No obtuvo respuesta alguna en la habitación 1909. De haberse abierto la puerta con la cadena trabada, habría pedido disculpas por haberse equivocado de habitación. Si lo hubiera hecho sin la cadena y con un rostro en la rendija, le habría dado un decidido puntapié y habría entrado en la habitación. Pero no se abrió.
Su nuevo amigo Verheek estaba probablemente en algún bar, distribuyendo tarjetas de visita y suplicándoles a los jóvenes que le hablaran de Darby Shaw. Menudo imbécil.
Llamó de nuevo y, mientras lo hacía, introdujo una regla de plástico de quince centímetros entre la puerta y el marco, y la movió hasta que se abrió el pestillo. Los cerrojos no eran más que un pequeño inconveniente para Khamel. Sin llave, era capaz de abrir un coche cerrado y arrancar el motor en menos de treinta segundos.
Desde el interior, volvió a correr el pestillo y dejó la bolsa sobre la cama.
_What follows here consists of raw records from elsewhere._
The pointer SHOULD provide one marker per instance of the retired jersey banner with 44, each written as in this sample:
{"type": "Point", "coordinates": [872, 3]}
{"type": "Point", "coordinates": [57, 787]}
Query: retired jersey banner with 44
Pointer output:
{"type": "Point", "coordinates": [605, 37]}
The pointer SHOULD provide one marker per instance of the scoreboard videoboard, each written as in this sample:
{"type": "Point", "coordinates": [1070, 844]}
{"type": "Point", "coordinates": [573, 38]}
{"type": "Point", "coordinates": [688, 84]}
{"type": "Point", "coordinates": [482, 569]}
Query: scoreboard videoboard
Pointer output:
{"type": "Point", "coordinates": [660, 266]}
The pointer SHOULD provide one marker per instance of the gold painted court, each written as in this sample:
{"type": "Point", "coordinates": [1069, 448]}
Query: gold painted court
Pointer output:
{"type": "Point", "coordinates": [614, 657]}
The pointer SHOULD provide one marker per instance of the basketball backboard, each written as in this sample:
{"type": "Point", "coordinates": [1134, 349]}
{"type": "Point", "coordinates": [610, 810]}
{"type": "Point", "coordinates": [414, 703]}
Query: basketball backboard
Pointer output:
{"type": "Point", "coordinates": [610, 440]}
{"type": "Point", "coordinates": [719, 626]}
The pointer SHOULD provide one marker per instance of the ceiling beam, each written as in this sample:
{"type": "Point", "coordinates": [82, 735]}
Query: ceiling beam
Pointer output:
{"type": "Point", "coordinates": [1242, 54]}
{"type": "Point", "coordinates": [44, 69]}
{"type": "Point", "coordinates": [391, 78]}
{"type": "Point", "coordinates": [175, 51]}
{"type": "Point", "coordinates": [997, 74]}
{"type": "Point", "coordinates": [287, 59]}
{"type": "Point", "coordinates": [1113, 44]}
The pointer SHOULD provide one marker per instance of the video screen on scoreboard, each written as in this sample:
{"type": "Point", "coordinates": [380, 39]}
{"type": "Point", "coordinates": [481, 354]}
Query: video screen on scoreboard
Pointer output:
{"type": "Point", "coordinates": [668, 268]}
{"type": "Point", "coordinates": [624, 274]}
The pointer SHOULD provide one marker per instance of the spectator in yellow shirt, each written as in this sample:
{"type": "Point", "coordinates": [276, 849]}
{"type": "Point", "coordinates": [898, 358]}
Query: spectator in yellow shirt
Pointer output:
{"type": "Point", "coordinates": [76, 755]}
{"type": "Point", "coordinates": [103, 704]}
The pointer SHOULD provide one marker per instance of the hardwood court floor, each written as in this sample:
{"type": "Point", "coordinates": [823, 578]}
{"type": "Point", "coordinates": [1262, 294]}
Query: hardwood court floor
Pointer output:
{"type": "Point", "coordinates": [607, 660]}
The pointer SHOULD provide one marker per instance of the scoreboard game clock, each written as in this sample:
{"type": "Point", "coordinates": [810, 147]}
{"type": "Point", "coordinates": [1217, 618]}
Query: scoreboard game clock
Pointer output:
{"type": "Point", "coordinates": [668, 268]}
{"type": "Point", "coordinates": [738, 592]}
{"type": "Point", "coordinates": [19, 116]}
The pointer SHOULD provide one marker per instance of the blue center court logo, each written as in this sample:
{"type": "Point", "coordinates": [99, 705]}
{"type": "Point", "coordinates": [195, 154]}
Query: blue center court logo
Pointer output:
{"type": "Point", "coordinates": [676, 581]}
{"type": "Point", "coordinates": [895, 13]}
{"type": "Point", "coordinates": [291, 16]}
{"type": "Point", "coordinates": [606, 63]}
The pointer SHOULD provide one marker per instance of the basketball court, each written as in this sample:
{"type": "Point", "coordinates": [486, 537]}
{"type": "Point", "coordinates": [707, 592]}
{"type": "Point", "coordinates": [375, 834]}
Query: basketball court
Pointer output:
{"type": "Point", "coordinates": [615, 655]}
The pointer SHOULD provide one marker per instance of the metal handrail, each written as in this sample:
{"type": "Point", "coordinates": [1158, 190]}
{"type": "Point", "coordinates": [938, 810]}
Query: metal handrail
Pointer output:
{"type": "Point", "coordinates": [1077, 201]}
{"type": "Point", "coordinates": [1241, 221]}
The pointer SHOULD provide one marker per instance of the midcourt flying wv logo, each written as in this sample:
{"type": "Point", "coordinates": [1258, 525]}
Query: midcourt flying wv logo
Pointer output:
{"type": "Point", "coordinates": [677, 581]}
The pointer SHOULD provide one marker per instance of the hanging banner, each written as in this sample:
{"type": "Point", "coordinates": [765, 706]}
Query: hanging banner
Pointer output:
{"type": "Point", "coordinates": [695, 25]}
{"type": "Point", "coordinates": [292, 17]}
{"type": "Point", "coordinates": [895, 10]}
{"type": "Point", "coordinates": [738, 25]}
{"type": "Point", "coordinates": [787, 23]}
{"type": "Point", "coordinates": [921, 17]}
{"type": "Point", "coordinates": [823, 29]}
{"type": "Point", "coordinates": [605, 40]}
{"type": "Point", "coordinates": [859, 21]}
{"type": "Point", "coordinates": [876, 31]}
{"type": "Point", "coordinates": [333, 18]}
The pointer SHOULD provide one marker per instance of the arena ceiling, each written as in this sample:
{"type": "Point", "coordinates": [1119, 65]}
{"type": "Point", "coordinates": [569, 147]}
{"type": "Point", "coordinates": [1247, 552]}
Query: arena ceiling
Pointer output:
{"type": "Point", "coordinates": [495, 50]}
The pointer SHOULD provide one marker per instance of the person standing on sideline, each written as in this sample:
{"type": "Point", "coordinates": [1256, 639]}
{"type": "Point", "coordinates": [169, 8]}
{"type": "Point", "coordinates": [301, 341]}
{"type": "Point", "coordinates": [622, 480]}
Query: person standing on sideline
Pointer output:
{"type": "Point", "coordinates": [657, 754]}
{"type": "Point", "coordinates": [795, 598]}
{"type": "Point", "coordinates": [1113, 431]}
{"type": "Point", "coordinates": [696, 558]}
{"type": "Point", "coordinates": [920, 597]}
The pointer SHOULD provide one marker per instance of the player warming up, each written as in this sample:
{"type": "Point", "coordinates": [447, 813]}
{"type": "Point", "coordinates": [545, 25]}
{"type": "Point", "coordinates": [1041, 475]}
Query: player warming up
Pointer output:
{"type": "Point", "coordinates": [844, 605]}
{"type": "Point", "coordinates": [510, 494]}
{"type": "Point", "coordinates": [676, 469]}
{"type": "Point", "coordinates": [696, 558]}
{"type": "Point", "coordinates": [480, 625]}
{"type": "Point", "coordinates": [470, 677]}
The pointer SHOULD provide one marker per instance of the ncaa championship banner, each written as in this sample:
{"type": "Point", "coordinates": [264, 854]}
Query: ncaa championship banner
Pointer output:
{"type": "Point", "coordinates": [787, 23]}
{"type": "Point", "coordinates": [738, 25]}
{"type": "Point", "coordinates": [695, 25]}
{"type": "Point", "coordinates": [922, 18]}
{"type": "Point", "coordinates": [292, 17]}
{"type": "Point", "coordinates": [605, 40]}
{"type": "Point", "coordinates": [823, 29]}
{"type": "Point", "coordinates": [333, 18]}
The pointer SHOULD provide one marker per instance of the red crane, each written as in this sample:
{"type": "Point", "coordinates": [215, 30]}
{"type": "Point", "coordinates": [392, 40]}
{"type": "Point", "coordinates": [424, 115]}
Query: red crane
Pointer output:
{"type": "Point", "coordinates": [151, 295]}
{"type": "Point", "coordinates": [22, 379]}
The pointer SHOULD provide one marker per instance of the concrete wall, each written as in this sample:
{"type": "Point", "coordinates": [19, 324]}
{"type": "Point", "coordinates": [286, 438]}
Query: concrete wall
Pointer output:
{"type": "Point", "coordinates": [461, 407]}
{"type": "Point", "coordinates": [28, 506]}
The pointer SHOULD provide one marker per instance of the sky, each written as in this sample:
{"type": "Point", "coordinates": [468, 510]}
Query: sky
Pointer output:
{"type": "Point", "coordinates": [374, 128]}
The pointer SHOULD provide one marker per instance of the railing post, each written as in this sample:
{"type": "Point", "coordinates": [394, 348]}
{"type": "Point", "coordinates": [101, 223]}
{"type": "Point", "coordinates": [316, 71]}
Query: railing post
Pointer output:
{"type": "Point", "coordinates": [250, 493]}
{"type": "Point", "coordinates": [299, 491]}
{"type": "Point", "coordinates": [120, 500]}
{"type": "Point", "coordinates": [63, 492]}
Al igual que un cirujano, se sacó unos guantes del bolsillo y se los puso cuidadosamente. Dejó una pistola del calibre 22 y un silenciador sobre la mesa.
Tardó sólo un momento en manipular el teléfono. Entonces conectó el magnetófono en un enchufe situado bajo la cama, donde podría permanecer varias semanas sin que nadie lo viera. Llamó dos veces al servicio meteorológico para probarlo. Perfecto.
Su nuevo amigo Verheek era descuidado. La mayoría de sus prendas estaban sucias, esparcidas por la habitación; simplemente arrojadas en dirección a la maleta, situada sobre una mesa. No se había molestado en guardarlas. Una bolsa barata colgaba del armario, con una sola camisa.
Khamel borró sus huellas y se instaló en el armario. Era un hombre paciente y esperaría varias horas. Tenía la pistola en la mano, por si a ese imbécil se le ocurría abrir el armario y se veía obligado a matarlo a balazos. De lo contrario, se limitaría a escuchar.